The Kansas Supreme Court Just Upheld the Right to Abortion
“This right allows a woman to make her own decisions regarding her body, health, family formation and family life.”
ROSA FURNEAUX
The Kansas Supreme Court on Friday ruled that the right to an abortion is protected under the state’s constitution. The decision blocks a 2015 Kansas law that banned a common second-trimester abortion procedure and safeguards a woman’s right to choose even in the event that Roe v. Wade is reversed by the US Supreme Court.
In their landmark decision, the seven judges—one of whom dissented—said that the Kansas Constitution’s Bill of Rights protects the “right of personal autonomy,” meaning state law must preserve the right “to control one’s own body, to assert bodily integrity, and to exercise self-determination. This right allows a woman to make her own decisions regarding her body, health, family formation and family life—decisions that can include whether to continue a pregnancy.”
The decision is significant for a number of reasons. In the mid-1990s, the state capitol became the epicenter of mass anti-abortion protests involving thousands of right-wing activists over several weeks. (Dr. George Tiller, one of country’s few third-trimester abortion providers, was assassinated by an anti-abortion extremist in Wichita in 2009.) And in 2015, Kansas became the first state to pass a ban on dilation and evacuation abortion procedures.
Since then, 9 other states have banned D&E—the most common type of second-trimester abortion procedure. This year, legislatures in Georgia, Kentucky, Mississippi and Ohio have also approved bills banning abortion procedures after six weeks—before many women know they are pregnant. In Louisiana, an amendment to change the state constitution to say there is no right to an abortion passed the House of Representatives on Tuesday.

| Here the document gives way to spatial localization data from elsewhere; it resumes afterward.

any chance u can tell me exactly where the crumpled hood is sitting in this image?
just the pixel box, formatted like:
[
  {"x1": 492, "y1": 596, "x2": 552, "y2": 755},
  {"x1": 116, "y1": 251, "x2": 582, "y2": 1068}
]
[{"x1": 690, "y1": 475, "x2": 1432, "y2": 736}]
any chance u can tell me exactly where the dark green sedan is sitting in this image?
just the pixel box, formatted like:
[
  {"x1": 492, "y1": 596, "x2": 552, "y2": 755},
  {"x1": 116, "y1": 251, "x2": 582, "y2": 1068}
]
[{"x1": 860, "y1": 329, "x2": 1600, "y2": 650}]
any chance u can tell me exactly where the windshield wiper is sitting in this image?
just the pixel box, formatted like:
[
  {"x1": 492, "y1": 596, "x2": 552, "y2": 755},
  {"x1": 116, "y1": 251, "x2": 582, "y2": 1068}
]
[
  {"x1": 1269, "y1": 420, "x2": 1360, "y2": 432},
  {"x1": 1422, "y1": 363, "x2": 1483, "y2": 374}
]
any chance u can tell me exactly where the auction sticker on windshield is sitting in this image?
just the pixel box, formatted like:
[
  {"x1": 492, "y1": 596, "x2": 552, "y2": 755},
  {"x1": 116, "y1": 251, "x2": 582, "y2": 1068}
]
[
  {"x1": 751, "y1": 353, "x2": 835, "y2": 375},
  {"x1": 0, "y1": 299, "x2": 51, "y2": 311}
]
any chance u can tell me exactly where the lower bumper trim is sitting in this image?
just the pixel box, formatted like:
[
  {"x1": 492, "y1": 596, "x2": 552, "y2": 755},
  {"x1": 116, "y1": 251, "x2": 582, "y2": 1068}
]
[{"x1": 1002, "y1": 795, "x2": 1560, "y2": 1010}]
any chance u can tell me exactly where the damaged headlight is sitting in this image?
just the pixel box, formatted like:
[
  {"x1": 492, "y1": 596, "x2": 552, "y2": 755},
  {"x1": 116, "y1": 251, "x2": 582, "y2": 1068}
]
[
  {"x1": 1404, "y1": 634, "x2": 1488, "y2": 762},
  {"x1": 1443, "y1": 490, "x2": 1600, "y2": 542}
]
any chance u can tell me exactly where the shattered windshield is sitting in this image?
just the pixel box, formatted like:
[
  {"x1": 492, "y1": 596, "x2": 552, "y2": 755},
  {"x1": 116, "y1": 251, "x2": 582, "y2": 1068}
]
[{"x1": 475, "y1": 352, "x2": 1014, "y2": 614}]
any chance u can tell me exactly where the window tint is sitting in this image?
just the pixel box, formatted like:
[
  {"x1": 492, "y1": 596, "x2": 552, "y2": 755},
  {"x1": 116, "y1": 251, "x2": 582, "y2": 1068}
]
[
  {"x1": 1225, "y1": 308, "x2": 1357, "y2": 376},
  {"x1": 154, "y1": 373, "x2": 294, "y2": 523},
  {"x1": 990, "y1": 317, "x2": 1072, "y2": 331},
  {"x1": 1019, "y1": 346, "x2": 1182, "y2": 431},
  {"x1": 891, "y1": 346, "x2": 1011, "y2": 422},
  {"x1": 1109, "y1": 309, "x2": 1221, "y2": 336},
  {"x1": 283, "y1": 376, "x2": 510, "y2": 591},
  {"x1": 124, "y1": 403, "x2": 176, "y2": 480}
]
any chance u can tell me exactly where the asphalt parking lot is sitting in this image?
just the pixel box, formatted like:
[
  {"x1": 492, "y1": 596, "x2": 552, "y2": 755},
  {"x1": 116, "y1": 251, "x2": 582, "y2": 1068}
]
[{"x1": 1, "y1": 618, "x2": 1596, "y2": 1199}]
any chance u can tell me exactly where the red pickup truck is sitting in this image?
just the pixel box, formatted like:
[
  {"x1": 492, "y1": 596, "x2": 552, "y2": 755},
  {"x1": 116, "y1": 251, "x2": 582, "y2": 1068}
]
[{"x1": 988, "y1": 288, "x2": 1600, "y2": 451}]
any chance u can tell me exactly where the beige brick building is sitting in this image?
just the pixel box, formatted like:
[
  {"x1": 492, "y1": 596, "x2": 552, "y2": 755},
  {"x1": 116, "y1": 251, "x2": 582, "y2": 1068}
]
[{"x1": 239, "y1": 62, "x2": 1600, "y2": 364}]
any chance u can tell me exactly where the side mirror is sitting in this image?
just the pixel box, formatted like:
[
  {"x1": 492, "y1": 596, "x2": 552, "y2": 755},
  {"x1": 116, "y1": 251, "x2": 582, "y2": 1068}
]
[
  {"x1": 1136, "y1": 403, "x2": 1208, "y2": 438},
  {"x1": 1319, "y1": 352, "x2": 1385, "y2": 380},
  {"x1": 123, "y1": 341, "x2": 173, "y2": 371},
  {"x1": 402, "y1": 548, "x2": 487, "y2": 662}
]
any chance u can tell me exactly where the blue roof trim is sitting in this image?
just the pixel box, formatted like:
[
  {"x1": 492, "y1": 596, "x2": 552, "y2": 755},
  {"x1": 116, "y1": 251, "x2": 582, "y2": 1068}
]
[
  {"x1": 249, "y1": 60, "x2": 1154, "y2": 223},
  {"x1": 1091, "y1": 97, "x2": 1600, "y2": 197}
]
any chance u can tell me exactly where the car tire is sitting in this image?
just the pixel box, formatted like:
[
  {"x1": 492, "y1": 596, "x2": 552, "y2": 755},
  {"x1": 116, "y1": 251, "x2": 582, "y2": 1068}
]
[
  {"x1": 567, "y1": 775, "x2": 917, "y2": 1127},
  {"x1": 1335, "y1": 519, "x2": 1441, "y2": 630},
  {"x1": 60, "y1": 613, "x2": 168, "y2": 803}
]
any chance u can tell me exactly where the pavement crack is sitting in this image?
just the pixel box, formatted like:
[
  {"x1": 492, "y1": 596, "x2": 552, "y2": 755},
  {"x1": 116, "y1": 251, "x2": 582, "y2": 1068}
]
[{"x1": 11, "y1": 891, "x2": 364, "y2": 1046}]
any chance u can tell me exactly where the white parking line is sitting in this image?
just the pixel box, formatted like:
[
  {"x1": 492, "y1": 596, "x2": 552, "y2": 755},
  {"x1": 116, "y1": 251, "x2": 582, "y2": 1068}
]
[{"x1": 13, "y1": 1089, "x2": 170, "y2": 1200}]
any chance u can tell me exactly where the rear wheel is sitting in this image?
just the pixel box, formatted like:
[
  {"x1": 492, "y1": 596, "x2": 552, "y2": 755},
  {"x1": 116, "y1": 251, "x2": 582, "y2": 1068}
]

On Friday, abortion rights campaigners celebrated the court’s ruling. The Center for Reproductive Rights first challenged Kansas’ second-trimester abortion ban four years ago. Today, the organization’s president, Nancy Northup, said the ruling “unequivocally affirmed that the state constitution guarantees women the right to safe and legal abortion. As this decision makes clear, attempts to undermine that fundamental right by banning safe and accepted methods of abortion cannot stand.”